Friday, January 6, 2012

South Asian Cabbage Salad

On my vacation, I spent time in Asheville, in Minnesota, and in Chicago.  This latest image comes from that last leg of my travels.

One night in Chicago I cooked dinner for some people.  We wanted something interesting, cheap, and not fussy, so... duh.  We went for baingan bharta, dal with ginger and lime, and some rice with stuff in it.  What's fun is that by this point I can make these dishes without a recipe at all.  I also realized that frying mustard seeds in the tempering oil for the dal gives the final product a wonderful extra texture.

And then to go with these dishes, I made a salad that turned out great!  It's a bit like this brussels sprout dish, but napa cabbage is so much more delicate, it doesn't need cooking.  Moreover, I used the technique, more often found in macrobiotic cooking, of "pressing" the salad to tenderize it.  Anyway, this is one of the best salads I've had, hands down, and it's EASY.  The textures are crunchy but light, and the fried spices and toasted coconut round out the generous dosage of lime juice, while the fact that those spices are cumin and mustard give the salad a bit of pungency.

South Asian Cabbage Salad

2 lbs napa cabbage (1 small whole one), shredded
2 carrots, shredded
1/2 tsp? salt
1 TB? oil
1 tsp? mustard seed
1 tsp? cumin seed
1/4 c? unsweetened coconut
lime juice (of 1/2-1 lime?), to taste
red pepper flakes, to taste
(salt to taste)

1. Put cabbage and carrot in a large bowl with some salt; massage it to mix, then set aside, with several heavy plates on top pressing down on the cabbage.  Leave it that way for an hour?  If you're using regular cabbage I think the time is more important than with napa cabbage.
2. In a small frying pan, heat oil.  Fry mustard and cumin until mustard starts popping.  Turn off heat and set aside.
3. In a fry pan or toaster oven, toast the coconut until lightly browned.  Set aside to cool.
4. Toss the oil and spices with the cabbage and carrots.  Stir in coconut.  Add lime juice and red pepper flakes to taste, as well as more salt, if desired.  You could also fry dried red chilies (perhaps 1?) in the oil with the spices and omit the red pepper flakes in this step.  Serves about 4.

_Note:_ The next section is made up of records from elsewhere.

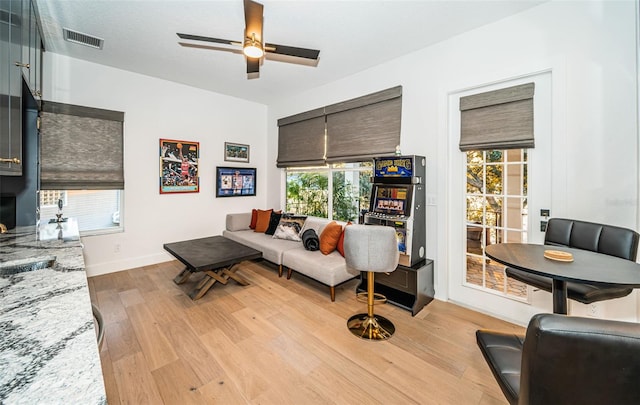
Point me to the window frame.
[284,160,373,220]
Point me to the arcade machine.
[358,155,434,315]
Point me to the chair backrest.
[344,225,400,272]
[544,218,640,261]
[518,314,640,405]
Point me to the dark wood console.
[357,259,435,316]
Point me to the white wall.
[44,52,267,276]
[267,1,638,323]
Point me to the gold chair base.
[356,291,387,304]
[347,314,396,340]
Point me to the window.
[40,190,67,208]
[40,190,122,234]
[285,162,373,223]
[465,149,528,299]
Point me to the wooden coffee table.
[163,236,262,300]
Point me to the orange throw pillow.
[320,221,342,255]
[249,208,258,229]
[337,221,351,257]
[253,209,273,233]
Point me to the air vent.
[62,28,104,49]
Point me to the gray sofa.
[222,212,359,301]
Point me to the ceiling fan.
[177,0,320,78]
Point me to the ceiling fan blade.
[265,44,320,60]
[247,58,260,74]
[244,0,264,43]
[176,32,242,45]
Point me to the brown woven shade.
[277,86,402,167]
[40,101,124,190]
[276,108,325,167]
[460,83,535,151]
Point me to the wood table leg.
[173,268,191,284]
[189,274,217,301]
[222,264,249,286]
[205,270,229,284]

Upon returning home to LA, there was NOTHING perishable in my kitchen.  I had, however, made a batch of something resembling this kimchi before leaving town.  So I whipped together some noodles with tahini-tamari sauce, chili-garlic paste, kimchi, and some torn up nori.  Yum.  I guess the pre-refrigerator days are the reason things like dried seaweed and pickled cabbage even exist.

And yes, it looks a lot like the salad above, but it tastes totally different!